Simulated Author's Rebuttal

3 responses · 0 unresolved

We thank the referee for the constructive and detailed feedback on our manuscript. We address each major comment below, with revisions where appropriate to clarify limitations and strengthen the presentation of our exploratory findings.

read point-by-point responses
  1. Referee: Exploratory rescue analysis: The modal filter was removed only after the pre-registered Phase 0 protocol produced a negative result (AUROC2 = 0.509 due to entropy collapse).

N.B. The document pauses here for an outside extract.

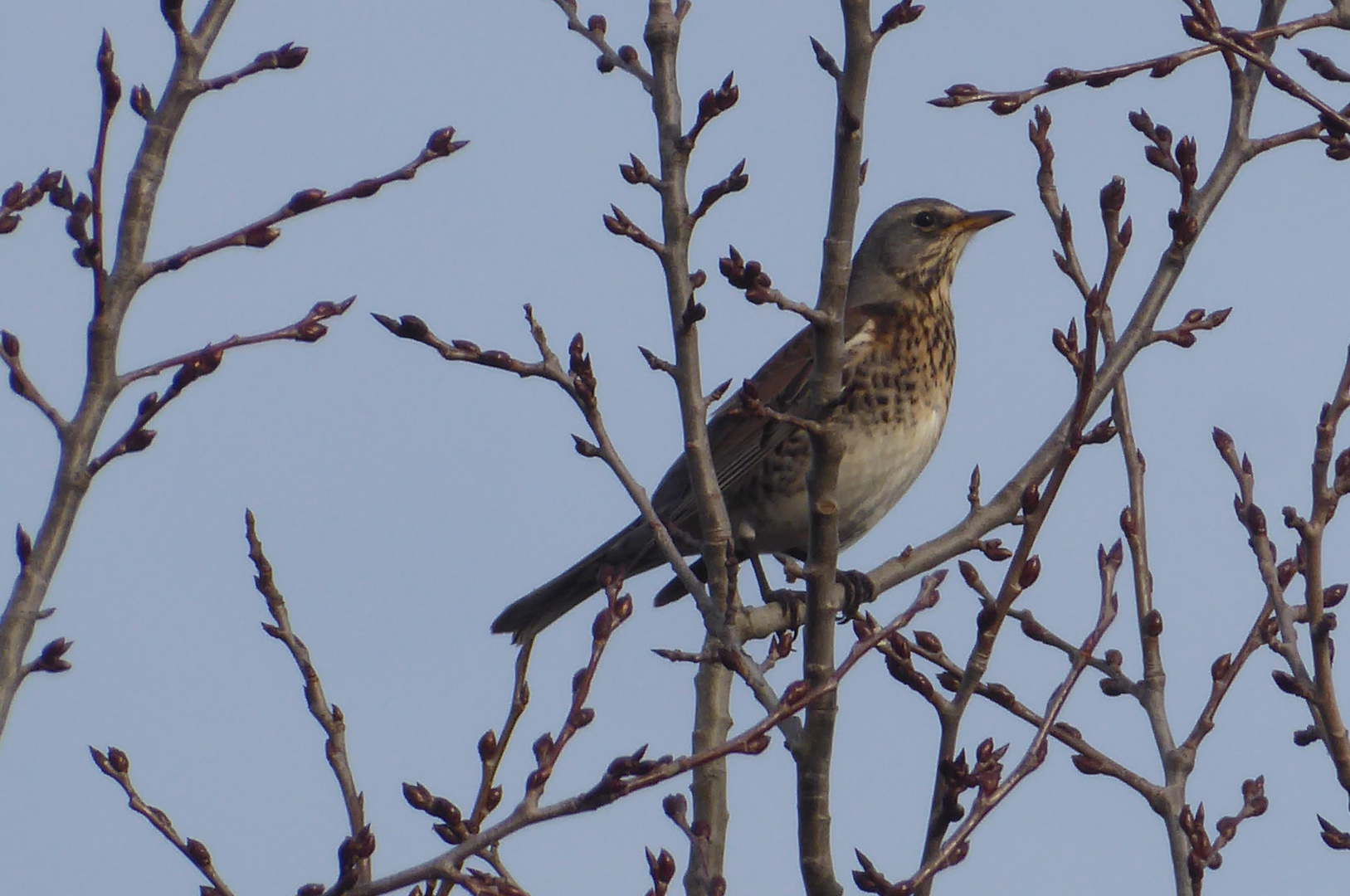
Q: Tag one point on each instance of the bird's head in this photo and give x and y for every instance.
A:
(912, 251)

Although the shuffled-target control on the unfiltered set yields AUROC2 = 0.501, this does not isolate whether the reported gain to 0.774 arises from the self-consistency targets themselves or from incidental effects of training on the full unfiltered 2,000-item dataset.

    Authors: We agree that the post-hoc removal of the modal filter renders the rescue exploratory and that the shuffled control on the unfiltered dataset does not fully isolate the contribution of the self-consistency targets from incidental effects of training on all 2,000 items. The pre-registered negative result with the filter underscores the necessity of label entropy for effective confidence training, as already noted in the manuscript. We will revise the discussion to more explicitly acknowledge this limitation and to suggest that future controlled experiments (e.g., additional random-label baselines on the unfiltered set) would further strengthen causal claims. The current shuffled baseline at 0.501 provides supporting evidence for a target-dependent effect, but we will emphasize caution in interpretation. revision: partial

  2. Referee: MMLU accuracy results: The large accuracy lift from 54.2% to 77.4% (shuffled control 56.1%) indicates that CSFT alters the model's answer-generation behavior in addition to verbal confidence. This raises the possibility that the AUROC2 improvement is partly driven by better factual performance rather than pure distillation of the self-consistency signal, which the single shuffled control does not fully disentangle.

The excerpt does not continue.